Soixante-dix ans après le massacre d'Oradour-sur-Glane, un procureur allemand s'est rendu en Alsace pour tenter de faire progresser son enquête, en fouillant notamment mercredi à Strabourg dans les archives d'une association de "malgré-nous", ces Alsaciens incorporés de force dans les troupes allemandes.
Sans s'avancer sur le nombre de personnes qui pourraient être jugées en Allemagne si ses investigations devaient aboutir, le procureur de Dortmund, Andreas Brendel, a expliqué qu'il s'agirait d'Allemands et non d'Alsaciens, alors que la question des malgré-nous reste très sensible en Alsace.
Le procureur de Dortmund a déjà à son actif plusieurs enquêtes à l'encontre de criminels nazis - tels que l'ex-gardien d'Auschwitz, Reinhold Hanning, condamné à 5 ans de prison le 17 juin.
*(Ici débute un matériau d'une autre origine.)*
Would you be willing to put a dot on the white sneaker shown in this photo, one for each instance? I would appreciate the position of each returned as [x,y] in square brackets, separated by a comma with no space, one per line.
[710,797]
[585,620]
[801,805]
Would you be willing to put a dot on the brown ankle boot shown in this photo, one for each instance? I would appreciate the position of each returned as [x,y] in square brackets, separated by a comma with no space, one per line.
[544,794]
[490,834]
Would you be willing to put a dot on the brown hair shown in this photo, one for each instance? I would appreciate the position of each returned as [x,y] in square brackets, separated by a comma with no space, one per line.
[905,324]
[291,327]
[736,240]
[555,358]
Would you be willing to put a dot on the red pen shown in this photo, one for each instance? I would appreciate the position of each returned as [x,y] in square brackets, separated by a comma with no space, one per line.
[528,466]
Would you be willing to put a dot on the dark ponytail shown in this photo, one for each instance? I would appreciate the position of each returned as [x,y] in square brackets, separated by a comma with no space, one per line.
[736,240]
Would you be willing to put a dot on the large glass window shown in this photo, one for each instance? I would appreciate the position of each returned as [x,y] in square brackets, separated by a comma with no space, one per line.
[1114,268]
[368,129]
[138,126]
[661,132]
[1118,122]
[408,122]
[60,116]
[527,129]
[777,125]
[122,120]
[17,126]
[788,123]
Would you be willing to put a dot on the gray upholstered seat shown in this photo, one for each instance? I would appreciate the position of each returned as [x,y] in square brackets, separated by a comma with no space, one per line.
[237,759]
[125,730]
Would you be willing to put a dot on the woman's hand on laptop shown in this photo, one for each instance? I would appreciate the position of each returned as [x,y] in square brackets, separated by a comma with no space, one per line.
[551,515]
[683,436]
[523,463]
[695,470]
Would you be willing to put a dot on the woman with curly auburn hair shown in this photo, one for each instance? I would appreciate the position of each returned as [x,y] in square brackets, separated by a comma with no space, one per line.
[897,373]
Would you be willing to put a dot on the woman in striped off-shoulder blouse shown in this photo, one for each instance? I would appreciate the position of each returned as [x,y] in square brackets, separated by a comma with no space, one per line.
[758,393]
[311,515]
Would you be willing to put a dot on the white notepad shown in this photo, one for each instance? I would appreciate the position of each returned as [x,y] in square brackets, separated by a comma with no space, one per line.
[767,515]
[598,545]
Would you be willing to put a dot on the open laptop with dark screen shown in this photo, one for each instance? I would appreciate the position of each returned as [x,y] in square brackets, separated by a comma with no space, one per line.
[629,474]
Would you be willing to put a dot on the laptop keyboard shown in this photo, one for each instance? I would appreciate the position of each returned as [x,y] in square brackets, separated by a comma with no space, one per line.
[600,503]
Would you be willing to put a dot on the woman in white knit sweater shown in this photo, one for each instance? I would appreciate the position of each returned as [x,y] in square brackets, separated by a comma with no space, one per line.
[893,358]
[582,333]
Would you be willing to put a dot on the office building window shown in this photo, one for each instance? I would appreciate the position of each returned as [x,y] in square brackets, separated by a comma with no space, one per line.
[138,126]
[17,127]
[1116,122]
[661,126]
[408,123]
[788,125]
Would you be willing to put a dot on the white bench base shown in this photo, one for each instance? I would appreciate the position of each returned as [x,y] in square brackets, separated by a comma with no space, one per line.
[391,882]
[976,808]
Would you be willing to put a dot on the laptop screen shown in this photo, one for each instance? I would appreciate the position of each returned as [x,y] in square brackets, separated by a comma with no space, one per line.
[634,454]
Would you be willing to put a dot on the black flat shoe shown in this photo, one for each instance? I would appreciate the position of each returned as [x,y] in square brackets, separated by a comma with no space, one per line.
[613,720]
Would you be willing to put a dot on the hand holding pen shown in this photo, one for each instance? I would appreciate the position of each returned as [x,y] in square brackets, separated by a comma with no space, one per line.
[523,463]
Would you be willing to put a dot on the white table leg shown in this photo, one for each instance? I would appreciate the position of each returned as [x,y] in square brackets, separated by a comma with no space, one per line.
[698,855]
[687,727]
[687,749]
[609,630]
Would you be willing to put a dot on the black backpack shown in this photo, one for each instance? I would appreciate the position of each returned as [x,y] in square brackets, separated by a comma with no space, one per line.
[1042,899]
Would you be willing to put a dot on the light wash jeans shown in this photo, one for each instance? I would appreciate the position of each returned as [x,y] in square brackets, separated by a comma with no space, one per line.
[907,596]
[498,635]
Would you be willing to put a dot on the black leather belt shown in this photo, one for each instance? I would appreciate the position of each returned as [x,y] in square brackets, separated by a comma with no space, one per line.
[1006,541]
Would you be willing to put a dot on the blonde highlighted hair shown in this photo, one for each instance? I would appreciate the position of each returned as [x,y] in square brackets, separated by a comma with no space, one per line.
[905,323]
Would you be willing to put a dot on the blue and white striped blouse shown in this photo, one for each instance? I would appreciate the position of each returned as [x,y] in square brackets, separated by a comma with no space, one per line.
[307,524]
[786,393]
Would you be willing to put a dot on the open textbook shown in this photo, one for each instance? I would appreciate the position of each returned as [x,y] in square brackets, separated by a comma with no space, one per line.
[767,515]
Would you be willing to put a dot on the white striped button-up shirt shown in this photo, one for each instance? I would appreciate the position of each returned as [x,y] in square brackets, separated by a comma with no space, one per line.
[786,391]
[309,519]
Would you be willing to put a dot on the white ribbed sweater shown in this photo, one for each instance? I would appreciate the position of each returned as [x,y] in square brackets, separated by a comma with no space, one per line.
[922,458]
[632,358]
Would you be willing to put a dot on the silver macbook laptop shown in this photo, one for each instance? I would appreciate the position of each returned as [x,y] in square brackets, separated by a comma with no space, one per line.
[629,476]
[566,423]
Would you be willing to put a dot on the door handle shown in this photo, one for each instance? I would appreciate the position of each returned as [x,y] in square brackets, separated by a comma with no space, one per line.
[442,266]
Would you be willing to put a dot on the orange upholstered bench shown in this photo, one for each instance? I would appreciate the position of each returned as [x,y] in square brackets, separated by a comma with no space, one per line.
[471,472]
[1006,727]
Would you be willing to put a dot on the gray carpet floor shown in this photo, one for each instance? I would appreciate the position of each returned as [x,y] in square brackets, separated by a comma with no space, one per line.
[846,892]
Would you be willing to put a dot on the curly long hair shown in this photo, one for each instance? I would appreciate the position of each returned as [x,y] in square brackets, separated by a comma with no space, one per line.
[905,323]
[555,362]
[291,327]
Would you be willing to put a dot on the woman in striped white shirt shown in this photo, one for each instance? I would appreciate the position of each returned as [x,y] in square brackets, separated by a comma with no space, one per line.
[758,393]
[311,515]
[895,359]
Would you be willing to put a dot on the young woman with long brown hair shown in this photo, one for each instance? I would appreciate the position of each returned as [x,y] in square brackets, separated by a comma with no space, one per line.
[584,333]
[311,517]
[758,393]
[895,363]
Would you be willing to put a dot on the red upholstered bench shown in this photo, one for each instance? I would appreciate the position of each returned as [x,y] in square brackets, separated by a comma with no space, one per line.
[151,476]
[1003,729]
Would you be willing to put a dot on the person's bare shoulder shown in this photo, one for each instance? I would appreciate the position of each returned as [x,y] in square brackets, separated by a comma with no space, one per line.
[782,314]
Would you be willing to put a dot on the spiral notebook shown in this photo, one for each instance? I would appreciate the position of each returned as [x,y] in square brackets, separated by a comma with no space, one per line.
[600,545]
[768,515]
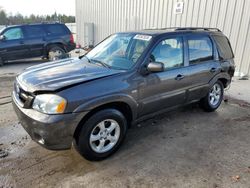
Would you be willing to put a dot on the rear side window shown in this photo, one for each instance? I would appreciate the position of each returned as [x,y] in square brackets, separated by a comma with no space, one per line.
[13,33]
[35,31]
[224,47]
[56,29]
[199,49]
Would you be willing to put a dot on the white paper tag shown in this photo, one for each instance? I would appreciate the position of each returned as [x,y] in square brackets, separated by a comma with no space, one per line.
[143,37]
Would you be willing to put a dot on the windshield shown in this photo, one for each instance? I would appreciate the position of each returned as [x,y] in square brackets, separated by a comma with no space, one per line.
[119,51]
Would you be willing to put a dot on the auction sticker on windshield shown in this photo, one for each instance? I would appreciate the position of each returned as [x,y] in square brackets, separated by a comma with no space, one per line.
[143,37]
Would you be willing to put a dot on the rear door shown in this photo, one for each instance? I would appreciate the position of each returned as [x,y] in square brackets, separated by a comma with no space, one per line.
[13,46]
[36,38]
[203,64]
[165,89]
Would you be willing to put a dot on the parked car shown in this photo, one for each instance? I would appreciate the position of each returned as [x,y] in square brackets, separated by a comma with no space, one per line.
[46,40]
[127,78]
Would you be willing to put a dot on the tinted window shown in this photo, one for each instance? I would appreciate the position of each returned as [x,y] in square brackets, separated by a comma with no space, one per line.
[200,49]
[35,31]
[169,52]
[120,51]
[224,48]
[56,29]
[14,33]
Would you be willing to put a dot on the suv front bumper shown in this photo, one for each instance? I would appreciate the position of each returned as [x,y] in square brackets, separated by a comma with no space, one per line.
[51,131]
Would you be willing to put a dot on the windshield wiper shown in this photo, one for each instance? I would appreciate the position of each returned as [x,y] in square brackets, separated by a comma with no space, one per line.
[101,63]
[85,57]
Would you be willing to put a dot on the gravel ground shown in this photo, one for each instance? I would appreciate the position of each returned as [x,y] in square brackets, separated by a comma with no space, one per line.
[183,148]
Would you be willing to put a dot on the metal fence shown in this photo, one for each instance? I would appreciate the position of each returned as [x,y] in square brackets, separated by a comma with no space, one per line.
[230,16]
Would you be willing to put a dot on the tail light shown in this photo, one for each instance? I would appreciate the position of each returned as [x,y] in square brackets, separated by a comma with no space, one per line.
[71,38]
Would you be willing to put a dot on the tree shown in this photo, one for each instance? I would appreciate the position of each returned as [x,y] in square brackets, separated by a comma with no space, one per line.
[3,17]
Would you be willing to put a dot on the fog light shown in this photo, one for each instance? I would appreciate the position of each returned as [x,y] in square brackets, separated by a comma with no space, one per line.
[41,141]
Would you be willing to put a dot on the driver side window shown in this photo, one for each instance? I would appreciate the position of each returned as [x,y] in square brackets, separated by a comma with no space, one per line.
[169,52]
[14,33]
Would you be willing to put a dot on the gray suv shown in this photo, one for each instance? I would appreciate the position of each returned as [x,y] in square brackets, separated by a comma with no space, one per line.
[91,101]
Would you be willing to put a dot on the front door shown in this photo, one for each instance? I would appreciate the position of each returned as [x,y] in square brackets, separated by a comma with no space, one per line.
[203,65]
[13,45]
[165,89]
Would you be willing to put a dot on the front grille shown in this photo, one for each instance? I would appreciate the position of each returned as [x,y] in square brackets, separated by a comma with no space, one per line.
[24,97]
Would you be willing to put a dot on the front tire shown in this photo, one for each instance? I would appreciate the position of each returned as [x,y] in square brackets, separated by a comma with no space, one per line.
[102,134]
[214,97]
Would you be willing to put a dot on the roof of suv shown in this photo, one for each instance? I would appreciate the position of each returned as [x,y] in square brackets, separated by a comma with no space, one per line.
[34,24]
[177,30]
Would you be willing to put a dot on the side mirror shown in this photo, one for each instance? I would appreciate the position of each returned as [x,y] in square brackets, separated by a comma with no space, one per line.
[155,67]
[2,37]
[88,48]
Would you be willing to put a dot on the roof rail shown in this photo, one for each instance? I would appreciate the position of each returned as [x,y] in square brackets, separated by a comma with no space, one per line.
[187,28]
[199,28]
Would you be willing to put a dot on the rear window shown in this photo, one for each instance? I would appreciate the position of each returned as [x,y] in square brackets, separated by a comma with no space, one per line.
[35,31]
[200,49]
[56,29]
[224,47]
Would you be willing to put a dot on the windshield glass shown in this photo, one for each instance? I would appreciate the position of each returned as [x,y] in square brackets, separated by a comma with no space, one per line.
[119,51]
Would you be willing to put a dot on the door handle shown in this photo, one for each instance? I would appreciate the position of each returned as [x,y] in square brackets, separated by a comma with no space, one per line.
[213,69]
[179,77]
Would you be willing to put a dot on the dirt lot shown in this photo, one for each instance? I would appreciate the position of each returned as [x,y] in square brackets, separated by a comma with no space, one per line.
[183,148]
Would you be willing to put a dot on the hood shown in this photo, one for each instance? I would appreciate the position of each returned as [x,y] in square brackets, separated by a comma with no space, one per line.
[59,74]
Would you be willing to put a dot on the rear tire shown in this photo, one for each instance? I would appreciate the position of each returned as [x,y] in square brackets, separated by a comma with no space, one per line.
[214,97]
[102,134]
[56,52]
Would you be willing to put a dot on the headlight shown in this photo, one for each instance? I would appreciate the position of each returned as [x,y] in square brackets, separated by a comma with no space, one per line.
[49,104]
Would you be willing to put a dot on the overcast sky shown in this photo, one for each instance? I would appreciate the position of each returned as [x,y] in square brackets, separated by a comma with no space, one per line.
[39,7]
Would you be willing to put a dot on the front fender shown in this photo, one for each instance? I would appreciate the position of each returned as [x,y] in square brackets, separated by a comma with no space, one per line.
[92,104]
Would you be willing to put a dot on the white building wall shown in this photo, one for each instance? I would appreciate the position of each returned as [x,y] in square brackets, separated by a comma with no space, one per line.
[230,16]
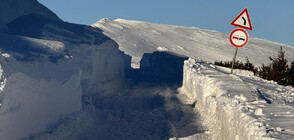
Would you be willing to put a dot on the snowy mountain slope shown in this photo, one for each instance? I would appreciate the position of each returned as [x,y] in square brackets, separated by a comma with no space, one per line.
[11,9]
[242,106]
[136,38]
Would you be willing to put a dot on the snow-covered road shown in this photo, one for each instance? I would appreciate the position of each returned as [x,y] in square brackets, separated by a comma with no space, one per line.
[141,112]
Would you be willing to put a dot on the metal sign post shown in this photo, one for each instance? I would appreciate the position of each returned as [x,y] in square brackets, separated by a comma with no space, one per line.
[234,59]
[239,37]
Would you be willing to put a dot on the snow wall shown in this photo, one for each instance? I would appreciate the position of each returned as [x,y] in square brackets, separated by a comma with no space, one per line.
[220,109]
[34,95]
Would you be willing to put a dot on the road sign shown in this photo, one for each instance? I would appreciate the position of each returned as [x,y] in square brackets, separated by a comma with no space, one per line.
[243,20]
[239,38]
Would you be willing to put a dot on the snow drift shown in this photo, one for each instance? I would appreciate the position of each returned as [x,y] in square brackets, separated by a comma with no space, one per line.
[240,106]
[47,65]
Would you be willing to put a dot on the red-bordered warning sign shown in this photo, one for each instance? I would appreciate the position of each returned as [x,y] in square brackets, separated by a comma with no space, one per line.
[239,38]
[243,20]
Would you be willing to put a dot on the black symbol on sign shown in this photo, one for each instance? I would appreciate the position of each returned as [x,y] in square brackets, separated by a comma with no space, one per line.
[239,38]
[244,21]
[242,38]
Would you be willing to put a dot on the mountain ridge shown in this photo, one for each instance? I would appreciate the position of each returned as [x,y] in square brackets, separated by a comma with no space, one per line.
[137,37]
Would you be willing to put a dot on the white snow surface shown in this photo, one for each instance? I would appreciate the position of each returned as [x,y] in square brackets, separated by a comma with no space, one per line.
[35,95]
[240,106]
[136,38]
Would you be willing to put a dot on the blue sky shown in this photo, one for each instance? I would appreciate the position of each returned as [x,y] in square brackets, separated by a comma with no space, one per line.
[271,19]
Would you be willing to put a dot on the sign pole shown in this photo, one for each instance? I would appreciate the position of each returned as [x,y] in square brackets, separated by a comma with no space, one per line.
[234,59]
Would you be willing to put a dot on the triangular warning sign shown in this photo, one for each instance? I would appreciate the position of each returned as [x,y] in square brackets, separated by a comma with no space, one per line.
[243,20]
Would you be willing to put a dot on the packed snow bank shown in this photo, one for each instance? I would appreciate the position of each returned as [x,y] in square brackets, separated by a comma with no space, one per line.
[220,99]
[36,94]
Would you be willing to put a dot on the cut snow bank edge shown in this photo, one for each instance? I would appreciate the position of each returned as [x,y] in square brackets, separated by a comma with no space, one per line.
[35,95]
[221,110]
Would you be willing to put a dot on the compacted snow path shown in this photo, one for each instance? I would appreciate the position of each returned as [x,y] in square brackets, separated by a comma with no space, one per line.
[146,107]
[152,113]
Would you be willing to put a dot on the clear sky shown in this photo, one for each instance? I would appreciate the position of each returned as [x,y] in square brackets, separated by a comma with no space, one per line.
[271,19]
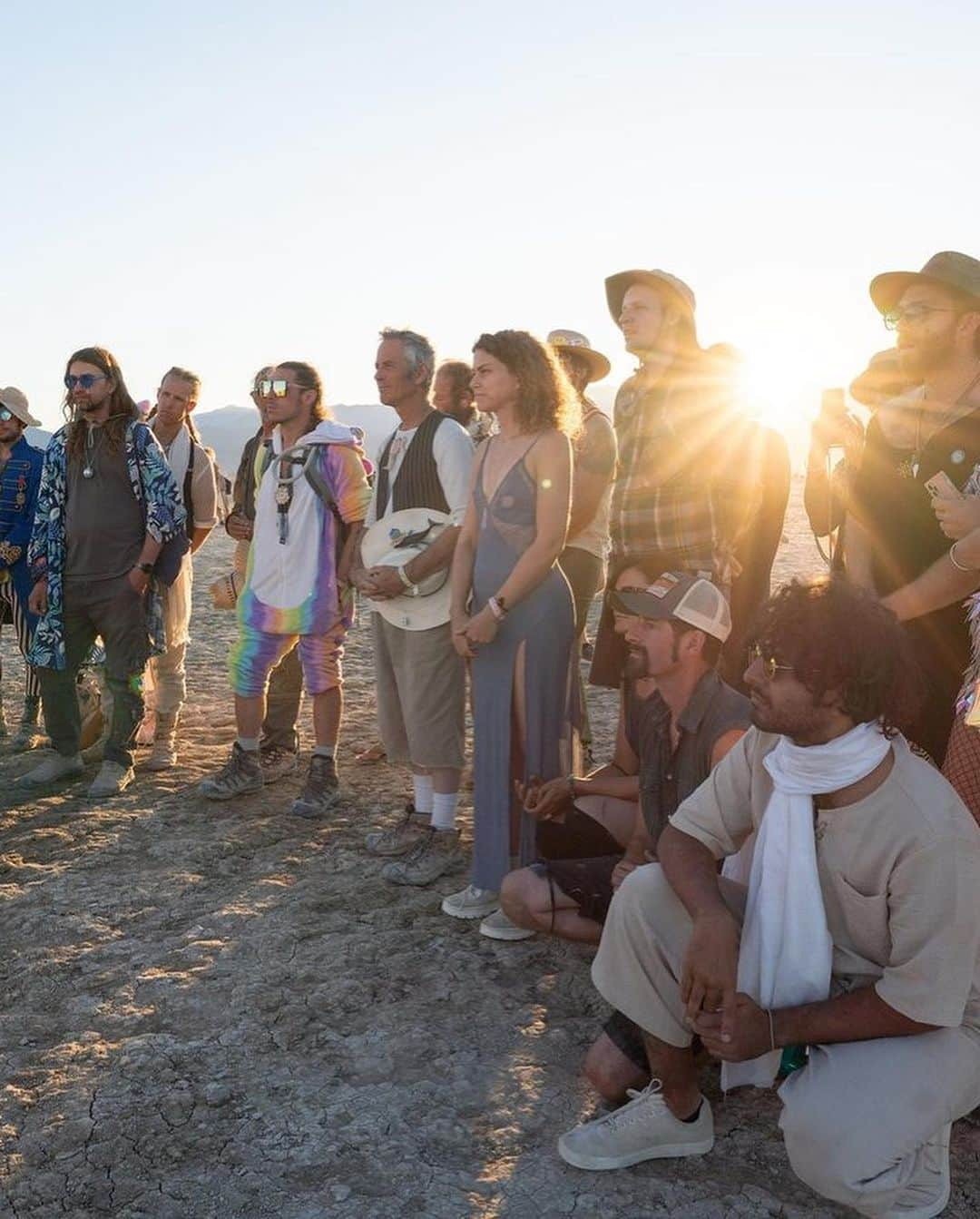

Sur Oradour, il a longtemps concentré ses efforts sur Werner Christukat, ancien SS inculpé en janvier 2014, qui a bénéficié d'un non lieu en décembre 2014 faute de preuve, confirmé en appel en juin 2015.
"Le sang doit couler"
Le 10 juin 1944, 642 personnes, dont plus de 450 femmes et enfants, avaient été enfermées et brûlés vives par les SS dans une église de ce village de Haute-Vienne. Les investigations avaient été relancées en octobre 2010, après la découverte par un historien d'un document tiré d'une enquête de la Stasi, la police secrète est-allemande. Il apportait notamment le témoignage d'un ancien SS présent à Oradour, révélant cette phrase lancée aux troupes par l'un des chefs avant la tuerie: "Aujourd'hui, le sang doit couler".C'est également un livre, "Entre deux fronts, les incorporés de force alsaciens dans la Waffen SS" de Nicolas Mengus et André Hugel, qui a orienté le procureur allemand vers des procès-verbaux détenus au siège strasbourgeois de l'Association des Déserteurs, Évadés et Incorporés de Force (ADEIF). Ces procès-verbaux sont ceux d'interrogatoires et de témoignages recueillis pour le procès qui s'est tenu en 1953 devant un tribunal militaire à Bordeaux.
Au cours de ce procès, 21 soldats avaient été jugés pour leur participation présumée à la tuerie, dont une majorité de Français d'Alsace enrôlés de force dans l'armée allemande. Les Français avaient ensuite été amnistiés au nom de la réconciliation nationale. Ce sont notamment ces documents que M. Brendel a demandé à consulter mercredi, lors de cette visite qui constitue un acte d'enquête et non une perquisition, a-t-il insisté. Il était accompagné par un major de la gendarmerie française, appartenant à l'Office central de lutte contre les crimes contre l'humanité, les génocides et les crimes de guerre, cette visite se déroulant dans le cadre d'une demande d'entraide pénale internationale adressée par l'Allemagne à la France.
"Nous avons trouvé des documents d'archives que nous cherchions et qui complètent ce que nous avions déjà", a expliqué M. Brendel, soulignant qu'il était trop tôt pour savoir si ces document feraient progresser l'enquête.
Témoignages non retrouvés
Le temps écoulé depuis les faits complique fortement sa tâche. "Certaines personnes qu'on soupçonne d'avoir participé sont déjà mortes et beaucoup de témoins aussi, c'est pour cela qu'il faut se fonder sur des documents", a-t-il expliqué, soulignant que ces documents n'auraient toutefois "jamais la même valeur qu'une personne qui témoigne directement au tribunal".
Les enquêteurs doivent d'ailleurs entendre jeudi un Alsacien âgé de 90 ans et une femme résidant en Moselle. L'historien Nicolas Mengus, présent lors de la consultation des archives, a indiqué que les enquêteurs avaient trouvé à Strasbourg "dix documents qu'ils n'avaient pas". "Mais il y a des dépositions et des témoignages qu'on n'a pas retrouvés", a-t-il constaté, soulignant que ses propres recherches remontaient à environ 10 ans.
"Ce qui nous inquiète c'est qu'une fois de plus, on refasse le procès de Bordeaux, où on n'a accusé que des deuxièmes classes, des lampistes. On a toujours protégé les hauts gradés", a dit Gérard Michel, secrétaire général de l'ADEIF, choqué par la présence du procureur allemand dans ses locaux. "Avant d'envoyer une enquête allemande dans les locaux de l'ADEIF à Strasbourg, n'eût-il pas mieux valu qu'une haute autorité allemande vienne publiquement demander le pardon pour l'incorporation de force (des Alsaciens) ?", s'est interrogée l'association.